Overview

Phase II Study of Short Course FOLFOX Chemotherapy With Either Nivolumab or Nivolumab + Radiation in the First Line Treatment of Metastatic or Unresectable Gastroesophageal Cancers (BMS Protocol CA209-76L)

Status:
Recruiting

Trial end date:
2026-02-01

Target enrollment:
0

Participant gender:
All

Summary

This is a randomized phase II study examining nivolumab alone versus radiation therapy with nivolumab in subjects who did not have disease progression to initial therapy with the combination of FOLFOX and Nivolumab.

Phase:

Phase 2

Accepts Healthy Volunteers?

Details

Lead Sponsor:

Weill Medical College of Cornell University

Collaborator:

Bristol-Myers Squibb

Treatments:

Nivolumab

Criteria

Inclusion Criteria

- Subjects with a diagnosis of advanced unresectable or metastatic gastroesophageal
adenocarcinoma (eg. gastric, gastroesophageal junction, and esophageal adenocarcinoma)

- Be willing and able to provide written informed consent/assent for the trial

- Age > 18 years

- ECOG performance status ≤ 1

- Absolute neutrophil count ≥ 1,500/mL

- Platelets ≥ 100,000/mL

- Total bilirubin ≤ 1.5x upper limits of normal, unless the patient has known Gilbert's
disease.

- AST/ALT ≤ 2.5 upper limits of normal, or < 5x ULN for subjects with liver metastases

- Creatinine ≤ 1.5 mg/dl. If Creatinine > 1.5 mg/dl, creatinine clearance > 60 ml/min

- Be willing to provide tissue from a newly obtained core or excisional biopsy of a
tumor lesion. Newly-obtained is defined as a specimen obtained up to 28 days prior to
initiation of treatment on Day 1.

- For all males and females of childbearing potential, they should be agreeable to use
an adequate method of contraception or birth control. For females of child bearing
potential, a negative pregnancy test within 7 days of start of study drug is required

Exclusion Criteria

- Prior cytotoxic therapy for metastatic or incurable disease.

- Patients may have had prior therapy with curative intent for localized disease, if
their recurrence or disease progression was more than six months from completing prior
therapy.

- HER2 positive adenocarcinoma

- Diagnosis of immunodeficiency or is receiving systemic steroid therapy or any other
form of immunosuppressive therapy within 7 days prior to the first dose of trial
treatment.

- Known history of active TB (Bacillus Tuberculosis)
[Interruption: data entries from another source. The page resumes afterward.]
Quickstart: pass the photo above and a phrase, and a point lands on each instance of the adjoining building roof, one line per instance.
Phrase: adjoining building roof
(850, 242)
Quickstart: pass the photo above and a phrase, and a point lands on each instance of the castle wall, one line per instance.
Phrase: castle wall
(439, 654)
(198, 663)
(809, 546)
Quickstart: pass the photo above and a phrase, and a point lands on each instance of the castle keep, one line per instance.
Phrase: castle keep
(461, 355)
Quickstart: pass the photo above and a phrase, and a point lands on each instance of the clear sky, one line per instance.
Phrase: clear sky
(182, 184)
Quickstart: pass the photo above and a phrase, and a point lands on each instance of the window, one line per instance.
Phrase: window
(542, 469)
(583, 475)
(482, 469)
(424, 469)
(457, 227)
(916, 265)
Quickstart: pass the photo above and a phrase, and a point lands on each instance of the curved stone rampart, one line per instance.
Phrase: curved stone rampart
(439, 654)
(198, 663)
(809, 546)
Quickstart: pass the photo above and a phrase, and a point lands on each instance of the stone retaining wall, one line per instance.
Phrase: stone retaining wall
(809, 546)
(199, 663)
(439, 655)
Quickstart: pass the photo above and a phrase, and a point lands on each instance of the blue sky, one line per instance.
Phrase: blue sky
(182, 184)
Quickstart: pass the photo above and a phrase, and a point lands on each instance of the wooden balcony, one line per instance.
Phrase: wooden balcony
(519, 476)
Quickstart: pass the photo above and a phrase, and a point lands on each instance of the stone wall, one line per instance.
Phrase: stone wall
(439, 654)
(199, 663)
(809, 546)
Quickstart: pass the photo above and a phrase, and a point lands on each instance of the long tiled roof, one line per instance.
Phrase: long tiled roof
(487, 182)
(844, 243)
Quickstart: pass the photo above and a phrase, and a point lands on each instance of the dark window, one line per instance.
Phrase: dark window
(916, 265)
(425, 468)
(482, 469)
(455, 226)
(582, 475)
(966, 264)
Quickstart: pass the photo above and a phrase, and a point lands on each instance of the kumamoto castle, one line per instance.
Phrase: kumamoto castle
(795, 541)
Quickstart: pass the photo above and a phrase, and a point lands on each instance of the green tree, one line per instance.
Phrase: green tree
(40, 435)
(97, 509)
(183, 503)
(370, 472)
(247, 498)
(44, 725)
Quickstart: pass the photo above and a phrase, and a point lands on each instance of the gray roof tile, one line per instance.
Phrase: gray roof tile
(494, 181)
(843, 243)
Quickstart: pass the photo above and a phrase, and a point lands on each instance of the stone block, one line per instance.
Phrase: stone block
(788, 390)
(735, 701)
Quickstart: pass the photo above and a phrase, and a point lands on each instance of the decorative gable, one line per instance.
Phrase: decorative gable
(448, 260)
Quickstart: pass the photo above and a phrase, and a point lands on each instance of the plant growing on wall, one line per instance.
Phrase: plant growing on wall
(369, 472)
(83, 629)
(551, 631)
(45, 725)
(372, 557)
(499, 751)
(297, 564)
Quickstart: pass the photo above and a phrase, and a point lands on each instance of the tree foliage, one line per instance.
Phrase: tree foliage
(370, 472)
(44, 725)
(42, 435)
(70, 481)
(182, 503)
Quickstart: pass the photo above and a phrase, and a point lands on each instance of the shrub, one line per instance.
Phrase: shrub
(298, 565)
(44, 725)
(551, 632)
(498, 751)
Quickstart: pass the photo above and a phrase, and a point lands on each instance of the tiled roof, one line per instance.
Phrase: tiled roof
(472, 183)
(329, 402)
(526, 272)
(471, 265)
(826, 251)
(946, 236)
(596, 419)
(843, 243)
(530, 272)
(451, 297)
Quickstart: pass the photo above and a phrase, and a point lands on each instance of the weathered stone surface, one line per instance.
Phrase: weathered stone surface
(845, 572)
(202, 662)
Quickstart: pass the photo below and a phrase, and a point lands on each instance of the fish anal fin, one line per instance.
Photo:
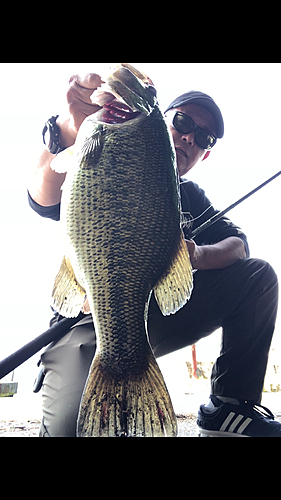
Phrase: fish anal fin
(68, 296)
(133, 406)
(174, 289)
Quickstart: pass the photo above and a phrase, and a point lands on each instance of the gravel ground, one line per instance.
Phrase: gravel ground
(187, 427)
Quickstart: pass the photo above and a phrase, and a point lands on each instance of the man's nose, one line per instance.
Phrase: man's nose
(190, 138)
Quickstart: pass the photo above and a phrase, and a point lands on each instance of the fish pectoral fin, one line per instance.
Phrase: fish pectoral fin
(63, 160)
(126, 406)
(68, 296)
(174, 289)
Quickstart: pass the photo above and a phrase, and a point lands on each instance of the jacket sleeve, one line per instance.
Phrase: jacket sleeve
(45, 212)
(198, 203)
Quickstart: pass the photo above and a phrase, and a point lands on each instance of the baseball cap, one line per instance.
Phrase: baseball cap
(205, 101)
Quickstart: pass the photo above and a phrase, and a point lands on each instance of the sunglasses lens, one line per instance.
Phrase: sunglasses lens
(205, 140)
(185, 125)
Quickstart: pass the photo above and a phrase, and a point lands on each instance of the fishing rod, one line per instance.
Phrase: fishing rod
(55, 333)
(220, 215)
(59, 330)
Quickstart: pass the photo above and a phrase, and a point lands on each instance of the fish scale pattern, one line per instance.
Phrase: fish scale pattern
(122, 223)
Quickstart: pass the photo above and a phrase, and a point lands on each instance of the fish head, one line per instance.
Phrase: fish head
(134, 88)
(128, 86)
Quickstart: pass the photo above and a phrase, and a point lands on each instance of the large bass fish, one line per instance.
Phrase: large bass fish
(121, 217)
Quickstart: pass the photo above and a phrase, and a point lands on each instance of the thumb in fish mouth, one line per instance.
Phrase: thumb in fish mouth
(86, 307)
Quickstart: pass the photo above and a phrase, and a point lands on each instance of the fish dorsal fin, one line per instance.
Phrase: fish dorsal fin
(174, 289)
(92, 146)
(68, 296)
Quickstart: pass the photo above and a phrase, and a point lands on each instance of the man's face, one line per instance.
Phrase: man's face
(188, 153)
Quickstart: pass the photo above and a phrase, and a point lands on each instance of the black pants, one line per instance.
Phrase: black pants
(242, 299)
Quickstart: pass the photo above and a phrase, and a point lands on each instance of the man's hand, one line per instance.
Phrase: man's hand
(79, 105)
(218, 256)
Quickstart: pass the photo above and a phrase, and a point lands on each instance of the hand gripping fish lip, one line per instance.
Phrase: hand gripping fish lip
(129, 87)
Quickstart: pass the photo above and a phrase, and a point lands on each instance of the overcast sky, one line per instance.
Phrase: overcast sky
(249, 97)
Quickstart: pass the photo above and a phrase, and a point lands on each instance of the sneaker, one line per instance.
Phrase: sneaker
(229, 420)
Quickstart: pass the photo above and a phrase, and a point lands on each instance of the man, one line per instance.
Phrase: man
(230, 290)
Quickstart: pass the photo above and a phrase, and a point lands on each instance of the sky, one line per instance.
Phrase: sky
(30, 93)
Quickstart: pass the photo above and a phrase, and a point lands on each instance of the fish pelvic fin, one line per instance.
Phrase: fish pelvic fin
(136, 406)
(174, 289)
(68, 296)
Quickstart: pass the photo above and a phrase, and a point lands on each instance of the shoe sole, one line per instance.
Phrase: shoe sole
(205, 433)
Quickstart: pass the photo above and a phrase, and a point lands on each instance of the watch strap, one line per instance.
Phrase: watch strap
(54, 145)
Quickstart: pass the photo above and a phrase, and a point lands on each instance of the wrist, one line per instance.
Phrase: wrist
(67, 134)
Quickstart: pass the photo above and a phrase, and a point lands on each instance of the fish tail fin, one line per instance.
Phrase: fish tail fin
(137, 406)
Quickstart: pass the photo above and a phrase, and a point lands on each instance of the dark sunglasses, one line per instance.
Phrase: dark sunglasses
(185, 125)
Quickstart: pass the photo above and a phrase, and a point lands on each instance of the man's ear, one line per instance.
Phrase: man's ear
(206, 155)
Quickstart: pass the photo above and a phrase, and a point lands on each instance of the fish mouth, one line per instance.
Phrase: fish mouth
(125, 95)
(117, 112)
(182, 152)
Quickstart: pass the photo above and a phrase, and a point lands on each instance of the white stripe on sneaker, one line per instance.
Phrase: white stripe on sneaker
(235, 424)
(244, 426)
(227, 421)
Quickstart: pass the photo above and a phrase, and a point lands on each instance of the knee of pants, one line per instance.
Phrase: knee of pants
(269, 276)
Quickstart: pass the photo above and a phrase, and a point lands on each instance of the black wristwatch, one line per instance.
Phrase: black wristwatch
(51, 136)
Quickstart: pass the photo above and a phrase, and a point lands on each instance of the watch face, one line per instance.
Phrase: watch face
(48, 139)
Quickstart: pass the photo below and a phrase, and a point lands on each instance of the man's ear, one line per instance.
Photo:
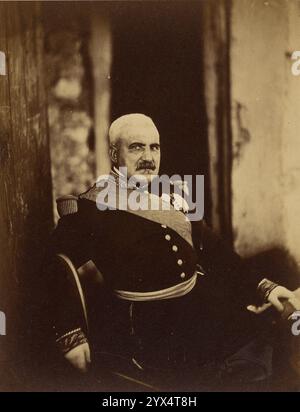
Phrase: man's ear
(113, 153)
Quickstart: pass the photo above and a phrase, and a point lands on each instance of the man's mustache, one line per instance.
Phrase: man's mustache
(146, 165)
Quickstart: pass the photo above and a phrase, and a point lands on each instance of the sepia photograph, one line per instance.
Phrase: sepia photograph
(149, 198)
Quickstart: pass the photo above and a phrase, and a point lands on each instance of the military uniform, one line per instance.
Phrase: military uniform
(200, 314)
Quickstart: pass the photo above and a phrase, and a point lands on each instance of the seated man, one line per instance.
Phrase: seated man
(180, 298)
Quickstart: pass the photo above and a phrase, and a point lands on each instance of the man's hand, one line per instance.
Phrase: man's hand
(274, 297)
(79, 357)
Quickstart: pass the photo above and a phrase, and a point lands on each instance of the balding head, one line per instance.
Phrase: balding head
(134, 143)
(130, 124)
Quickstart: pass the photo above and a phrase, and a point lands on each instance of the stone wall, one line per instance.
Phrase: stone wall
(265, 100)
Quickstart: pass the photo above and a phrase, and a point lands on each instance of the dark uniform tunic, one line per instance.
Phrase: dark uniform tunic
(144, 251)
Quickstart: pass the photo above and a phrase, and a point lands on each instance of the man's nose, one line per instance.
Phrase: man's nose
(147, 155)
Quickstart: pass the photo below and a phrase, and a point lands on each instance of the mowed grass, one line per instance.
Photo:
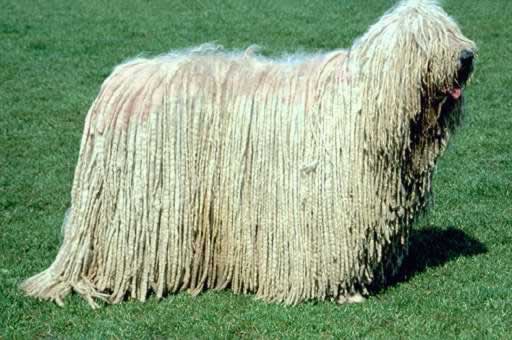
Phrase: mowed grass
(54, 55)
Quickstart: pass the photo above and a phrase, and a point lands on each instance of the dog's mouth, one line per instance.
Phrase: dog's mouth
(465, 69)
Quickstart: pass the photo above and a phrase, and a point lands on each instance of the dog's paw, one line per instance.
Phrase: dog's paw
(352, 298)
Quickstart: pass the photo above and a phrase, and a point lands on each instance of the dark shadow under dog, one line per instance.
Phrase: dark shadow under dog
(432, 247)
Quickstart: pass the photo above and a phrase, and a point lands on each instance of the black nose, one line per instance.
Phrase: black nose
(466, 57)
(466, 66)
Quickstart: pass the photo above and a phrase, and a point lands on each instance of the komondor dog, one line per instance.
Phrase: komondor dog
(292, 179)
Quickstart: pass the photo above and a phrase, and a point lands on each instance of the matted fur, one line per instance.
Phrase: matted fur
(291, 179)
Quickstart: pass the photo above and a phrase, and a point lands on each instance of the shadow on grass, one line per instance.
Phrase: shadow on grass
(433, 247)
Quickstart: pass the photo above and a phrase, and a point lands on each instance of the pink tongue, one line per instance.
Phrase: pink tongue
(456, 93)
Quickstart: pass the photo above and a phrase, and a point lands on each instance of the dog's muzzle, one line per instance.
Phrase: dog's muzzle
(465, 69)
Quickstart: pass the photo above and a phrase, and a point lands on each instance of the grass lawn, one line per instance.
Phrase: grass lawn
(54, 55)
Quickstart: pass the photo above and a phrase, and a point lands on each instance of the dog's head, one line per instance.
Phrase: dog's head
(412, 66)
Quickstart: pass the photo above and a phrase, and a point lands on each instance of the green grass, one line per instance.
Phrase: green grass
(54, 55)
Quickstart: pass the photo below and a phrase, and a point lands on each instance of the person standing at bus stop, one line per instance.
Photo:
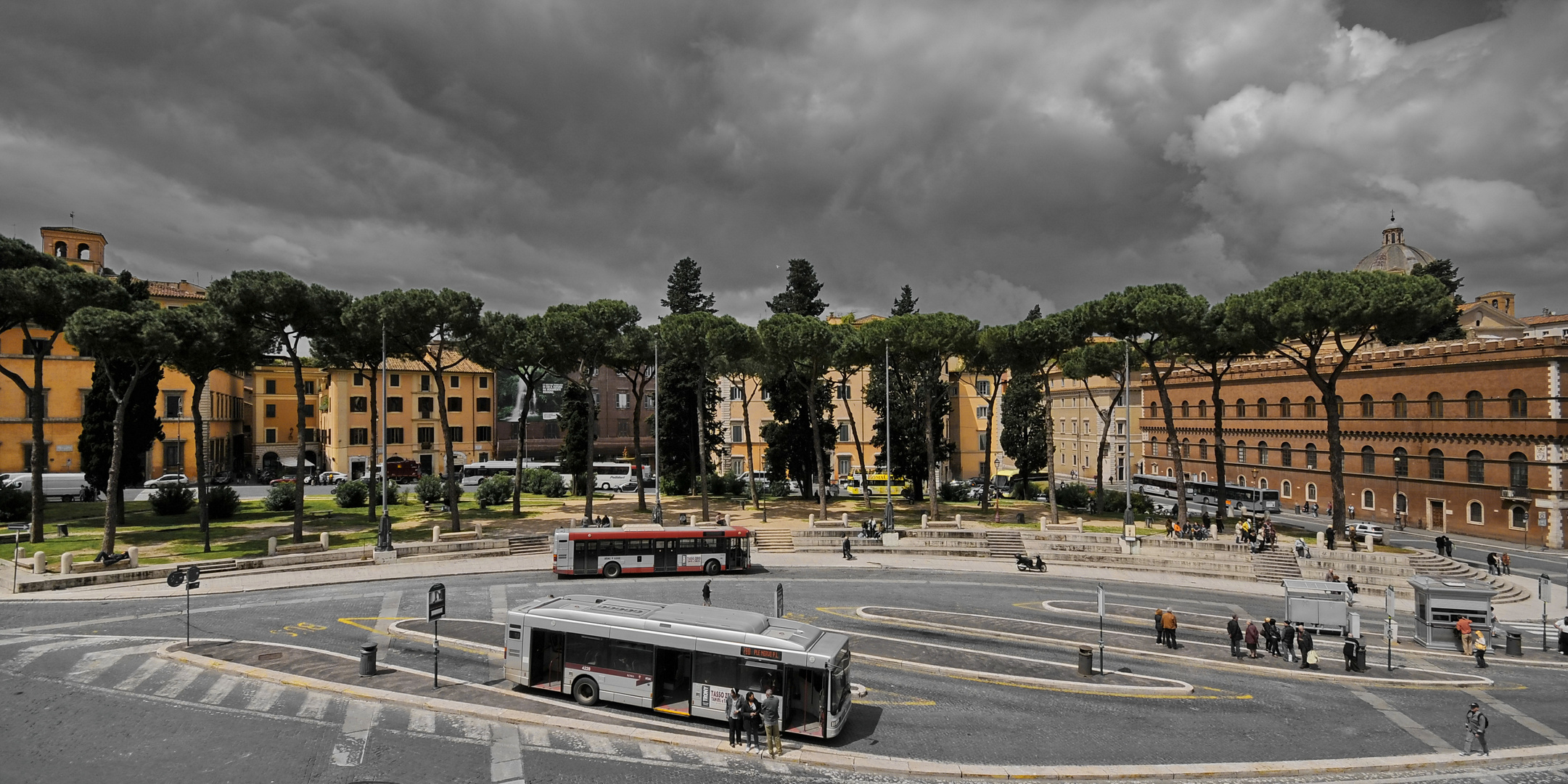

- Known additional malignancy that is active. Exceptions include basal cell carcinoma of
the skin or squamous cell carcinoma of the skin that has undergone potentially
curative therapy or in situ cervical cancer.

- Previous invasive malignancy treated with curative intent less than 3 years from time
of registration. Exceptions include prostate cancer or basal cell skin cancer.

- Active autoimmune disease that has required systemic treatment in the past 2 years
(i.e. with use of disease modifying agents, corticosteroids or immunosuppressive
drugs). Replacement therapy (eg., thyroxine, insulin, or physiologic corticosteroid
replacement therapy for adrenal or pituitary insufficiency, etc.) is not considered a
form of systemic treatment.

- Known history of, or any evidence of active, non-infectious pneumonitis.

- Active infection requiring systemic therapy.

- History or current evidence of any condition, therapy, or laboratory abnormality that
might confound the results of the trial, interfere with the subject's participation
for the full duration of the trial, or is not in the best interest of the subject to
participate, in the opinion of the treating investigator.

- Known psychiatric or substance abuse disorders that would interfere with cooperation
with the requirements of the trial.

- Is pregnant or breastfeeding, or expecting to conceive or father children within the
projected duration of the trial, starting with the pre-screening or screening visit
through 120 days after the last dose of trial treatment.

- Has received prior therapy with an anti-PD-1, anti-PD-L1, or anti-PD-L2 agent.

- Known history of Human Immunodeficiency Virus (HIV) (HIV 1/2 antibodies).

- Known active Hepatitis B (e.g., HBsAg reactive) or Hepatitis C (e.g., HCV RNA
[qualitative] is detected).

- Has received a live vaccine within 30 days of planned start of study therapy.